Medulloblastoma is the most common malignant pediatric brain tumor. Current treatment is associated with major long-term side effects; therefore, new nontoxic therapies, targeting specific molecular defects in this cancer, need to be developed. We use a mouse model of medulloblastoma to show that inhibition of the Sonic Hedgehog (Shh) pathway provides a novel therapy for medulloblastoma. A small molecule inhibitor of the Shh pathway, HhAntag, blocked the function of Smoothened in mice with medulloblastoma. This resulted in suppression of several genes highly expressed in medulloblastoma, inhibition of cell proliferation, increase in cell death and, at the highest dose, complete eradication of tumors. Long-term treatment with HhAntag prolonged medulloblastoma-free survival. These findings support the development of Shh antagonists for the treatment of medulloblastoma.

Medulloblastoma and retinoblastoma: oncology recapitulates ontogeny.

One major factor hindering progress of pediatric cancers of the nervous system has been the lack of satisfactory model systems for testing novel therapies.

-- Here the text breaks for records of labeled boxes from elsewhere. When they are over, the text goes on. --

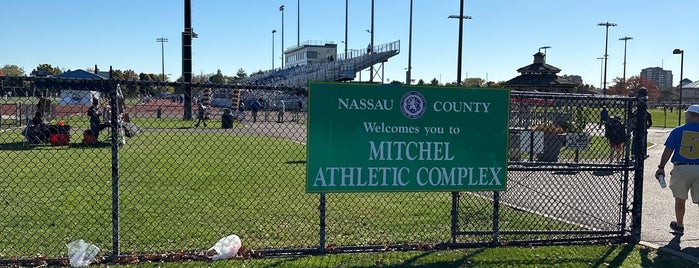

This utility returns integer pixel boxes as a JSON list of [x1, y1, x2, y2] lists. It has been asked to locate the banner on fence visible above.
[[306, 83, 510, 193]]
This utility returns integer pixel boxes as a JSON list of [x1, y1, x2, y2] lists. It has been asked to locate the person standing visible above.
[[604, 116, 626, 163], [194, 102, 206, 127], [250, 98, 262, 123], [655, 104, 699, 235], [277, 100, 286, 123], [87, 98, 104, 141], [598, 106, 609, 128]]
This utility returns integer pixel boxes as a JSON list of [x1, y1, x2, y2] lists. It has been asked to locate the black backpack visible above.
[[604, 117, 626, 144]]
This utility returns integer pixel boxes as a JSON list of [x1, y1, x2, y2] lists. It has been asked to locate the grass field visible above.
[[0, 125, 578, 258]]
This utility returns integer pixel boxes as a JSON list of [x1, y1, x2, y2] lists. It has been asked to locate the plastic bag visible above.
[[206, 235, 242, 260], [66, 239, 100, 267]]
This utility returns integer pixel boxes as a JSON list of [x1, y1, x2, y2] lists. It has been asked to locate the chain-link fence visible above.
[[0, 77, 640, 263]]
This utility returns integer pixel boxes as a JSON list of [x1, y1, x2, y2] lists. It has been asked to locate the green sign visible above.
[[306, 83, 510, 193]]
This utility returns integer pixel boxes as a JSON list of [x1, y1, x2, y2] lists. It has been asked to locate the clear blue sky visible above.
[[0, 0, 699, 86]]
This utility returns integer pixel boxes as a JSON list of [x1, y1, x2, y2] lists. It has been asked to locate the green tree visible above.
[[112, 69, 125, 80], [138, 73, 153, 81], [0, 64, 24, 76], [461, 77, 485, 87], [31, 63, 63, 76], [124, 69, 139, 81]]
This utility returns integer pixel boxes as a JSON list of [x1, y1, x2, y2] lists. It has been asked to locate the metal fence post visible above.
[[493, 191, 500, 246], [631, 87, 648, 243], [451, 192, 459, 244], [318, 193, 325, 252], [109, 82, 121, 258]]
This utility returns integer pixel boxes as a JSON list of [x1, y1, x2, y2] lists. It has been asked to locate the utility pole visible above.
[[155, 37, 167, 81], [619, 36, 633, 92], [597, 22, 616, 95], [279, 5, 284, 69]]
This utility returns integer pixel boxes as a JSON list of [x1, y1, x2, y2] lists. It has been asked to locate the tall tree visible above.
[[461, 77, 485, 87], [31, 63, 63, 76], [0, 64, 24, 76]]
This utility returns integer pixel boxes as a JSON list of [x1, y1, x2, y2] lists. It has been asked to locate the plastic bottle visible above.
[[658, 175, 667, 188]]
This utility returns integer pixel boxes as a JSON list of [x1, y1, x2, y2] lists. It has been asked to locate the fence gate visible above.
[[452, 92, 647, 245]]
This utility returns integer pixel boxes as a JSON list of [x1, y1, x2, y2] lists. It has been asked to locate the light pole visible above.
[[272, 30, 277, 71], [296, 0, 301, 47], [619, 36, 633, 92], [155, 37, 167, 81], [345, 0, 349, 59], [597, 22, 616, 95], [405, 0, 413, 85], [672, 48, 684, 126], [449, 0, 471, 86], [279, 5, 284, 69], [597, 57, 604, 89], [539, 46, 551, 62], [369, 0, 374, 83]]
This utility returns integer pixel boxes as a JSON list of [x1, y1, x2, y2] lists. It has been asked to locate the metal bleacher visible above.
[[243, 40, 400, 87]]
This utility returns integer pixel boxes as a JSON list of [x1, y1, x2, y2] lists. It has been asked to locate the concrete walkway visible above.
[[641, 128, 699, 265]]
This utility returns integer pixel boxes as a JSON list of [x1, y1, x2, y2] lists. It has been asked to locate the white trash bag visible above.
[[66, 239, 100, 267], [206, 235, 242, 260]]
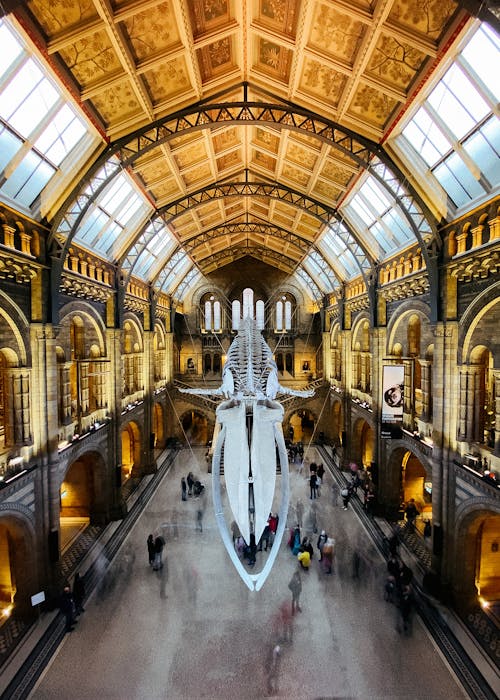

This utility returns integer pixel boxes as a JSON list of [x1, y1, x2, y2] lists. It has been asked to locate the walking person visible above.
[[153, 535, 165, 571], [267, 644, 281, 695], [73, 571, 85, 615], [340, 486, 352, 510], [309, 471, 318, 501], [59, 584, 77, 632], [295, 498, 304, 527], [268, 513, 279, 547], [288, 569, 302, 615], [321, 537, 335, 574], [316, 530, 328, 561], [147, 534, 155, 566]]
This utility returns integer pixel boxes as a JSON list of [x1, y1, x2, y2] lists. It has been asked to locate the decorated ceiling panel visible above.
[[9, 0, 474, 304]]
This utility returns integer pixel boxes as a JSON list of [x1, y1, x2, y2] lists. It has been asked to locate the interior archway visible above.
[[122, 421, 141, 483], [181, 411, 209, 445]]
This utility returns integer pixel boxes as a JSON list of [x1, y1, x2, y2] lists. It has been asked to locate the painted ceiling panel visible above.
[[8, 0, 476, 304]]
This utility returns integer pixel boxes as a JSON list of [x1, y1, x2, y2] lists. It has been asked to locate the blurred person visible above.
[[266, 644, 281, 695], [73, 571, 85, 616], [398, 585, 414, 635], [295, 498, 304, 527], [321, 537, 335, 574], [316, 530, 328, 561], [153, 535, 165, 571], [147, 534, 155, 566], [268, 513, 279, 547], [288, 569, 302, 615], [186, 472, 194, 496], [59, 584, 77, 632]]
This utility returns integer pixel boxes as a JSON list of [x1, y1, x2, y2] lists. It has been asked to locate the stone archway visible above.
[[381, 444, 432, 529], [180, 409, 212, 445], [453, 504, 500, 607], [152, 401, 165, 447], [0, 512, 39, 617], [59, 452, 106, 536], [121, 421, 141, 484], [285, 408, 317, 443], [350, 418, 375, 468]]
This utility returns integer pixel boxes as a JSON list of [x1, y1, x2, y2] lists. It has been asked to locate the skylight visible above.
[[0, 19, 98, 214], [393, 24, 500, 217], [75, 172, 153, 260], [342, 174, 415, 259]]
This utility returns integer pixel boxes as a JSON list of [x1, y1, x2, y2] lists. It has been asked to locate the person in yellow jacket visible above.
[[297, 549, 311, 571]]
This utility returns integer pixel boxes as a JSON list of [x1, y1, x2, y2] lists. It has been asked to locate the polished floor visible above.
[[30, 448, 468, 700]]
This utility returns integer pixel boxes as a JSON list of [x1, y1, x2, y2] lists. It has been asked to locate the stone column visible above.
[[106, 328, 126, 519], [432, 322, 460, 584], [493, 372, 500, 457], [30, 323, 64, 597], [417, 360, 432, 422], [141, 330, 156, 474], [321, 332, 332, 382]]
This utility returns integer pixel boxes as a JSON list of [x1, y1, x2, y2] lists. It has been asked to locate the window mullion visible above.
[[456, 56, 500, 117], [425, 104, 481, 182]]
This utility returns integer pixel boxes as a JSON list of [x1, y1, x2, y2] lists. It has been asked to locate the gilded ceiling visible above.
[[10, 0, 476, 290]]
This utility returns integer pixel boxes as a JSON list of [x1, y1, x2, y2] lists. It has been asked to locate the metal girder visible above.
[[169, 266, 200, 299], [115, 101, 381, 167], [49, 95, 437, 304], [295, 267, 323, 303], [121, 182, 372, 285], [182, 222, 312, 255]]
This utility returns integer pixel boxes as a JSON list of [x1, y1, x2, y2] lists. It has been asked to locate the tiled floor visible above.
[[30, 448, 476, 700]]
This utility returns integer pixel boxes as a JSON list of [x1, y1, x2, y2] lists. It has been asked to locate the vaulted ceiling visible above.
[[11, 0, 492, 304]]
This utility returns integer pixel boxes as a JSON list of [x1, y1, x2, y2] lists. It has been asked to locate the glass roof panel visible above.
[[392, 23, 500, 219], [318, 224, 359, 280], [162, 251, 192, 294], [462, 24, 500, 101], [343, 172, 415, 259], [75, 172, 153, 259], [0, 18, 100, 215], [133, 222, 177, 279]]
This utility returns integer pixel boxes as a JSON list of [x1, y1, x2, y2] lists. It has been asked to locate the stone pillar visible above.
[[106, 328, 126, 519], [321, 332, 332, 382], [141, 330, 156, 474], [432, 322, 460, 583], [417, 360, 432, 423], [30, 323, 64, 598], [493, 372, 500, 457]]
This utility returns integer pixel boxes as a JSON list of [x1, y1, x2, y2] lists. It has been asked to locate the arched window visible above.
[[243, 287, 254, 318], [231, 299, 241, 331], [205, 301, 212, 331], [255, 299, 265, 330], [276, 301, 283, 331], [284, 301, 292, 331], [214, 301, 222, 333]]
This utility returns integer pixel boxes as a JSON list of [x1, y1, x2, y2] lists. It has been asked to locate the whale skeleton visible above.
[[179, 317, 314, 591]]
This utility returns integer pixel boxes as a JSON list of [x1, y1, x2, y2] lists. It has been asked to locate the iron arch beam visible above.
[[127, 182, 374, 294], [49, 95, 437, 256], [152, 222, 343, 289], [49, 93, 440, 320]]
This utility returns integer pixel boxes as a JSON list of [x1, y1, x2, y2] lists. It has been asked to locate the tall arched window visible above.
[[214, 301, 222, 333], [276, 301, 283, 331], [255, 299, 265, 331], [205, 301, 212, 331], [243, 287, 254, 318], [231, 299, 241, 331], [275, 294, 295, 333], [284, 300, 292, 331]]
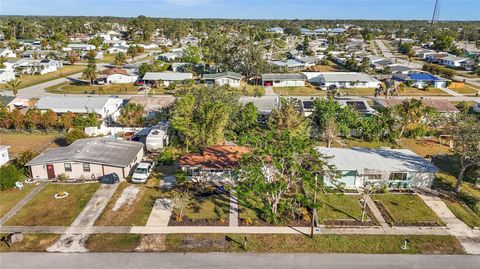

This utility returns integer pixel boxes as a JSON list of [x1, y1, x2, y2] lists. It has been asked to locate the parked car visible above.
[[132, 162, 153, 183], [98, 173, 120, 184]]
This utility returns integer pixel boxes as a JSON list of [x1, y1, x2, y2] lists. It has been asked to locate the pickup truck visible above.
[[132, 162, 153, 183]]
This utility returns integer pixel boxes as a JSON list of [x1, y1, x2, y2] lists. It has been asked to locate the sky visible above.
[[0, 0, 480, 20]]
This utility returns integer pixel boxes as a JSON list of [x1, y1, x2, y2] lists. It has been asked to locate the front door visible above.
[[47, 164, 55, 179]]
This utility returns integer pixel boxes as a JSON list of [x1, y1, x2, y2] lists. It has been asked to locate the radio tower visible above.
[[430, 0, 440, 28]]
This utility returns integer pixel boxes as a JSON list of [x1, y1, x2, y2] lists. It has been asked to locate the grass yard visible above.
[[318, 194, 368, 223], [372, 194, 443, 226], [95, 173, 160, 226], [273, 86, 327, 96], [3, 65, 85, 88], [5, 183, 98, 226], [0, 130, 65, 156], [396, 138, 451, 157], [45, 82, 138, 94], [0, 234, 60, 252], [444, 200, 480, 228], [85, 234, 141, 252], [165, 234, 464, 254], [0, 183, 35, 218]]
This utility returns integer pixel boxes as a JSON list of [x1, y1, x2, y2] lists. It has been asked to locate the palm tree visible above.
[[7, 79, 22, 96], [113, 52, 127, 67]]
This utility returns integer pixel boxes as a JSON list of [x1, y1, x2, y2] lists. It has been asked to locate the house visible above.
[[35, 96, 123, 124], [261, 73, 306, 87], [374, 98, 460, 116], [202, 72, 242, 87], [128, 95, 175, 118], [392, 73, 449, 89], [25, 138, 145, 179], [63, 44, 97, 51], [95, 68, 138, 84], [0, 48, 17, 58], [317, 147, 439, 189], [0, 145, 10, 166], [14, 59, 63, 75], [318, 72, 380, 89], [143, 72, 193, 86], [178, 145, 250, 181]]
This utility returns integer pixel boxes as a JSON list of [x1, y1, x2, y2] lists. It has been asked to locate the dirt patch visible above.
[[112, 186, 140, 211], [135, 234, 166, 252]]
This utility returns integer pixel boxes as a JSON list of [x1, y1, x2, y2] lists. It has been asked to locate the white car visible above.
[[132, 162, 152, 183]]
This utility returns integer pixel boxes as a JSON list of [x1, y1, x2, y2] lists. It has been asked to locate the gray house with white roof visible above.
[[25, 138, 145, 179], [317, 147, 439, 189]]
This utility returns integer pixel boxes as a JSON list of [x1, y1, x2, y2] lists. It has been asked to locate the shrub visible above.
[[0, 164, 23, 191]]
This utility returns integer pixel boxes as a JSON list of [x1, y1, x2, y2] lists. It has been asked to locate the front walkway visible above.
[[0, 181, 48, 226], [418, 194, 480, 254], [47, 184, 119, 252]]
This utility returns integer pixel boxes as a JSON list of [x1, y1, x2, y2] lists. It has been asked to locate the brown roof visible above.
[[375, 99, 460, 113], [179, 145, 250, 169], [102, 68, 128, 76]]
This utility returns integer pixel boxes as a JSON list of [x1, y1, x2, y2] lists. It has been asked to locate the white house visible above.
[[261, 73, 306, 87], [143, 72, 193, 86], [317, 147, 439, 189], [35, 96, 123, 124], [317, 72, 380, 89], [0, 145, 10, 166], [202, 72, 242, 87], [25, 138, 145, 180], [0, 48, 17, 58]]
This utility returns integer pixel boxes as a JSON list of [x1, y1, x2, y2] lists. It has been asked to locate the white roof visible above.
[[143, 72, 193, 81], [317, 147, 439, 173]]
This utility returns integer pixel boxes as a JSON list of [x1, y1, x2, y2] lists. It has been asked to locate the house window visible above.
[[64, 163, 72, 172], [389, 173, 407, 180], [83, 163, 90, 172]]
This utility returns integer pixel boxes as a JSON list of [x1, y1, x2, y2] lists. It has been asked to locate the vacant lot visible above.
[[0, 184, 35, 218], [5, 183, 98, 226], [0, 133, 65, 159], [0, 234, 60, 252], [372, 194, 443, 226], [165, 234, 464, 254], [46, 82, 138, 94]]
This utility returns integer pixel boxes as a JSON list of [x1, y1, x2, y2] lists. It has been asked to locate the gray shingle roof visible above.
[[26, 138, 143, 167], [262, 74, 307, 81]]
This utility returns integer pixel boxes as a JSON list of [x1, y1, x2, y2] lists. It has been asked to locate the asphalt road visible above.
[[0, 253, 480, 269]]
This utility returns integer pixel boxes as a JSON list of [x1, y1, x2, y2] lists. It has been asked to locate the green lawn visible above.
[[45, 82, 138, 94], [273, 85, 327, 96], [165, 234, 464, 254], [85, 234, 141, 252], [444, 200, 480, 228], [318, 194, 369, 223], [0, 234, 60, 252], [1, 65, 85, 89], [372, 194, 443, 226], [0, 183, 35, 217], [5, 183, 99, 226]]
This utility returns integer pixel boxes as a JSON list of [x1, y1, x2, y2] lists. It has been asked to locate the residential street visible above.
[[0, 253, 480, 269]]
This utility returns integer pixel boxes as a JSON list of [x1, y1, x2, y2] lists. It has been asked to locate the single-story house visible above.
[[35, 96, 123, 124], [0, 145, 10, 166], [25, 138, 145, 179], [392, 73, 449, 89], [178, 145, 250, 181], [95, 68, 138, 84], [202, 72, 242, 87], [374, 98, 460, 115], [143, 72, 193, 86], [261, 74, 307, 87], [317, 147, 439, 189], [318, 72, 380, 89], [0, 48, 17, 58]]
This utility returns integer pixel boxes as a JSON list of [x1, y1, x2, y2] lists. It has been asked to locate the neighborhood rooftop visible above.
[[26, 138, 143, 167]]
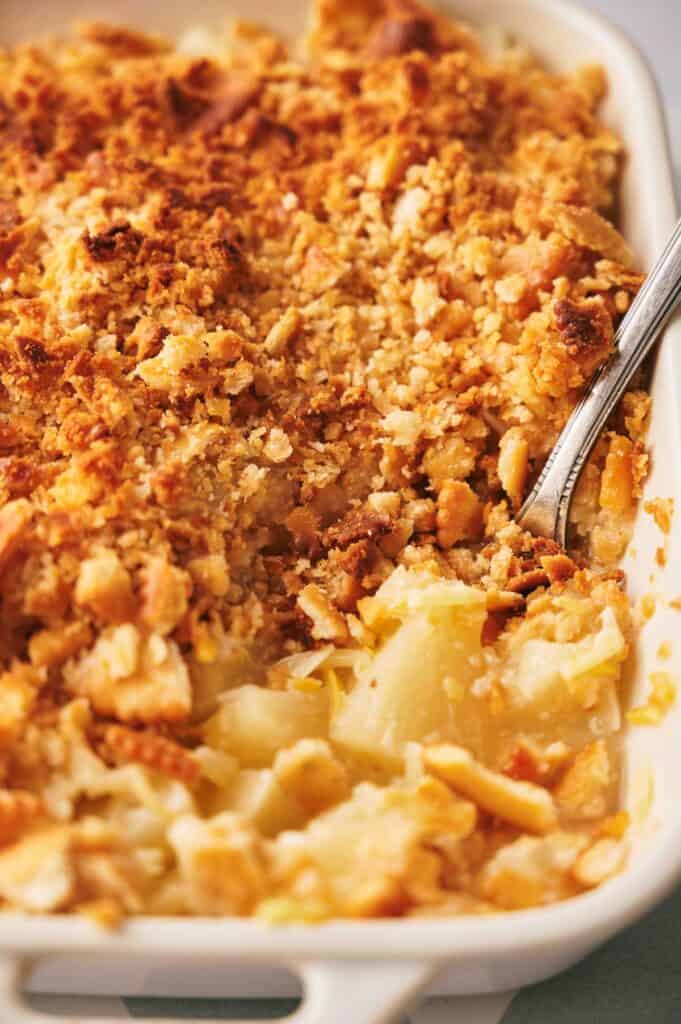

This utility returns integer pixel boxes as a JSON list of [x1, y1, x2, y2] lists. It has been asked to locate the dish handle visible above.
[[0, 958, 435, 1024]]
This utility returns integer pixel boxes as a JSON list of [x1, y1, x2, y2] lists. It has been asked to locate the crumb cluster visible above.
[[0, 0, 649, 921]]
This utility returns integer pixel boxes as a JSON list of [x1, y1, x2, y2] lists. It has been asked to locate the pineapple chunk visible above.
[[204, 685, 329, 768], [214, 768, 307, 836], [331, 570, 486, 767], [271, 778, 476, 916]]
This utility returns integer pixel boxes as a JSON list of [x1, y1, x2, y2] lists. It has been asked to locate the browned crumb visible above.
[[0, 0, 647, 926], [643, 498, 674, 534]]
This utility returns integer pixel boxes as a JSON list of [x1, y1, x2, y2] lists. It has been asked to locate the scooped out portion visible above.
[[0, 0, 647, 925]]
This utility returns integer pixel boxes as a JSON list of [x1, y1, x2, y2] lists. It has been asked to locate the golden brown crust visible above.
[[0, 0, 648, 916]]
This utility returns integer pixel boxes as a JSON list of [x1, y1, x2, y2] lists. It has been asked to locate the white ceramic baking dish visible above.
[[0, 0, 681, 1024]]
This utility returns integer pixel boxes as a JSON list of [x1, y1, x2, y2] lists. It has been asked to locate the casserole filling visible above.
[[0, 0, 649, 923]]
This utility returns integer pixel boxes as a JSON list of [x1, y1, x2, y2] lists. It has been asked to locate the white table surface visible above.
[[26, 0, 681, 1024]]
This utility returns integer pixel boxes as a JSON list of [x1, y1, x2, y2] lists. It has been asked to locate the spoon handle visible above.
[[517, 220, 681, 547]]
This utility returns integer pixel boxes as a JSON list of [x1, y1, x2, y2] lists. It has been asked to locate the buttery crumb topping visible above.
[[0, 0, 659, 921]]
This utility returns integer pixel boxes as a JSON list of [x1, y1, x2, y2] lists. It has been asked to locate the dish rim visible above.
[[0, 0, 681, 991]]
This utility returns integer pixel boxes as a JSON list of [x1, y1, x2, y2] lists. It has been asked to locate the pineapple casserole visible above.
[[0, 0, 648, 924]]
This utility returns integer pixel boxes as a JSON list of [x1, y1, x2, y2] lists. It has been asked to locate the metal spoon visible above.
[[516, 220, 681, 548]]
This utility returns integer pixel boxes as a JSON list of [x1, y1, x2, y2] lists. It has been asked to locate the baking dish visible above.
[[0, 0, 681, 1024]]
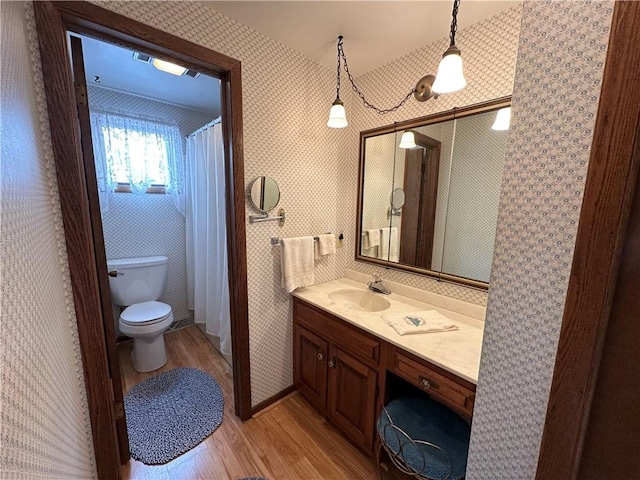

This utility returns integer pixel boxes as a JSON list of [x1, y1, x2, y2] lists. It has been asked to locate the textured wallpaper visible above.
[[338, 2, 522, 305], [88, 86, 213, 331], [88, 2, 348, 405], [467, 1, 613, 480], [0, 2, 96, 479]]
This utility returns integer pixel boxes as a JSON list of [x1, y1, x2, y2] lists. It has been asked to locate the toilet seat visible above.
[[120, 301, 172, 327]]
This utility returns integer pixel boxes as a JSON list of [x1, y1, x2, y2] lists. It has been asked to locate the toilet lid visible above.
[[120, 301, 171, 325]]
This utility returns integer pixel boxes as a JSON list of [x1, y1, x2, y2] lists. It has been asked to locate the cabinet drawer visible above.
[[293, 299, 380, 365], [389, 350, 476, 418]]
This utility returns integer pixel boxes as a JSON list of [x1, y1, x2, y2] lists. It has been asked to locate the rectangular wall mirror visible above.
[[356, 97, 511, 288]]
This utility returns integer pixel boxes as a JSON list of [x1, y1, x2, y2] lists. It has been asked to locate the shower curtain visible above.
[[185, 123, 231, 355]]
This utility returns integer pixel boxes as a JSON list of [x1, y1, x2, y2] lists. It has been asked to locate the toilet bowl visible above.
[[118, 301, 173, 372], [107, 257, 173, 372]]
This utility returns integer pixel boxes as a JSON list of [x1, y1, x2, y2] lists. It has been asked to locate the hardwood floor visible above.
[[118, 326, 377, 480]]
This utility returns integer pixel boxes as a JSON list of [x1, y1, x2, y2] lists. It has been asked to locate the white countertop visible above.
[[292, 278, 484, 384]]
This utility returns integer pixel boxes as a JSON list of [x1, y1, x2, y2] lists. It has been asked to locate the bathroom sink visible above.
[[329, 288, 391, 312]]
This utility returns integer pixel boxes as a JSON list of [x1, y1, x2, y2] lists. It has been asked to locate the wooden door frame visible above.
[[34, 1, 251, 479], [536, 1, 640, 480]]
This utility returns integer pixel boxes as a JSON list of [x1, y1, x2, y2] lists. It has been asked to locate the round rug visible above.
[[124, 368, 224, 465]]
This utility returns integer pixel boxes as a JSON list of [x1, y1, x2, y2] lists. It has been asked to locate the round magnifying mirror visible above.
[[249, 177, 280, 213], [391, 188, 404, 210]]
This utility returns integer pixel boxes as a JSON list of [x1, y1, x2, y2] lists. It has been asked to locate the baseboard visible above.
[[251, 385, 296, 416]]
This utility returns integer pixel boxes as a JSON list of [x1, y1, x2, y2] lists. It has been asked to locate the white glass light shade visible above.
[[491, 107, 511, 130], [431, 47, 467, 93], [327, 101, 349, 128], [151, 58, 187, 76], [399, 132, 416, 148]]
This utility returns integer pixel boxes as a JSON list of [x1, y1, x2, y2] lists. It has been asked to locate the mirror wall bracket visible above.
[[249, 208, 284, 227]]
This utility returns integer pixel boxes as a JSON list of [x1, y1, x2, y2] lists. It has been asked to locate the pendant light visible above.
[[491, 107, 511, 130], [327, 0, 467, 128], [327, 35, 349, 128], [151, 58, 187, 76], [431, 0, 467, 94], [398, 130, 416, 148]]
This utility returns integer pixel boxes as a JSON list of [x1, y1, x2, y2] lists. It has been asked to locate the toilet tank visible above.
[[107, 257, 168, 307]]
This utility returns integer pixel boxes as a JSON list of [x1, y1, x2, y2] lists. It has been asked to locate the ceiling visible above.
[[202, 0, 521, 76], [74, 34, 220, 118]]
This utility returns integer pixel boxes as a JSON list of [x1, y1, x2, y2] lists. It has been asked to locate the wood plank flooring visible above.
[[119, 326, 378, 480]]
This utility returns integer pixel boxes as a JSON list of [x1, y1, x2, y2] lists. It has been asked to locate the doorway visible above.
[[34, 2, 251, 479]]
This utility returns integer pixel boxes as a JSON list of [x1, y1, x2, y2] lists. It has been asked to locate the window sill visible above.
[[115, 184, 167, 193]]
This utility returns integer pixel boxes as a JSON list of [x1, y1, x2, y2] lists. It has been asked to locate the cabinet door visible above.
[[293, 325, 328, 411], [328, 346, 378, 452]]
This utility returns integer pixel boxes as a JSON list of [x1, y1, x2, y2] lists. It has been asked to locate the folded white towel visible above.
[[378, 227, 398, 263], [382, 310, 458, 335], [315, 233, 336, 259], [280, 237, 314, 293]]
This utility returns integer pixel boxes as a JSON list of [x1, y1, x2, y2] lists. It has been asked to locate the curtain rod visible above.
[[187, 117, 222, 138]]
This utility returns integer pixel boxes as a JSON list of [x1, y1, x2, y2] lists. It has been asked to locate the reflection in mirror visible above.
[[391, 187, 404, 210], [249, 177, 280, 213], [356, 99, 509, 288]]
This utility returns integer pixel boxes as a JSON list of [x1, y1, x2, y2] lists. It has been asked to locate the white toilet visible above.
[[107, 257, 173, 372]]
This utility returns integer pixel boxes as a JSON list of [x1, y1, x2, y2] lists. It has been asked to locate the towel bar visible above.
[[271, 232, 344, 245]]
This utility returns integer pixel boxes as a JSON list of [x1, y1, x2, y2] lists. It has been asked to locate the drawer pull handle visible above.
[[418, 375, 438, 390]]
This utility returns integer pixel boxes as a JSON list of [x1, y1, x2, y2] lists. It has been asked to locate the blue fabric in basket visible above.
[[377, 396, 471, 480]]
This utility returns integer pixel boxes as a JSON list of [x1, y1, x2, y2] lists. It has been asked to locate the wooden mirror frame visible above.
[[354, 96, 511, 290]]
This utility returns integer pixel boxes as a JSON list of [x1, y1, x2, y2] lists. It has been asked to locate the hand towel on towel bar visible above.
[[365, 228, 380, 248], [315, 233, 336, 259], [280, 237, 314, 293], [382, 310, 458, 335]]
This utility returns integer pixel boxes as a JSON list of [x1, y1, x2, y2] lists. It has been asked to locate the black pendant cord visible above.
[[338, 35, 412, 115], [449, 0, 460, 47]]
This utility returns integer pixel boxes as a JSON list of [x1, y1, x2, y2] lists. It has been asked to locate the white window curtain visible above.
[[91, 112, 185, 215], [186, 123, 231, 355]]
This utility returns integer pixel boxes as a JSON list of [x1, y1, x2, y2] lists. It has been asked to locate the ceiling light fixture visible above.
[[151, 58, 187, 76], [327, 0, 467, 128], [491, 107, 511, 130], [398, 130, 416, 148], [432, 0, 467, 94]]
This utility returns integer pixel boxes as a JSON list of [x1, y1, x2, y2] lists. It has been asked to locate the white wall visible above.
[[0, 2, 96, 478], [467, 1, 613, 480]]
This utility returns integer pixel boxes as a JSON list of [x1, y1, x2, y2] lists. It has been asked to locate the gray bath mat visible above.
[[124, 368, 224, 465]]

A mouse strain, mutant for the Rb1 gene was generated 12 years ago in the hope of producing a model in which to study retinoblastoma. Surprisingly, the Rb(+/-) mice never developed retinoblastoma. Now, Zhang, Schweers and Dyer produce triply deficient Rb, p107 and p53 mutant retinal progenitor cells. All such mice develop intraocular retinoblastoma with invasion of the tumor into the anterior chamber of the eye. This dramatic finding represents the first description of a heritable mouse model of retinoblastoma, which has eluded investigators for the last 12 years. Such models provide an unprecedented opportunity to advance knowledge of tumorigenesis and to develop non-toxic intervention strategies which eradicate disease.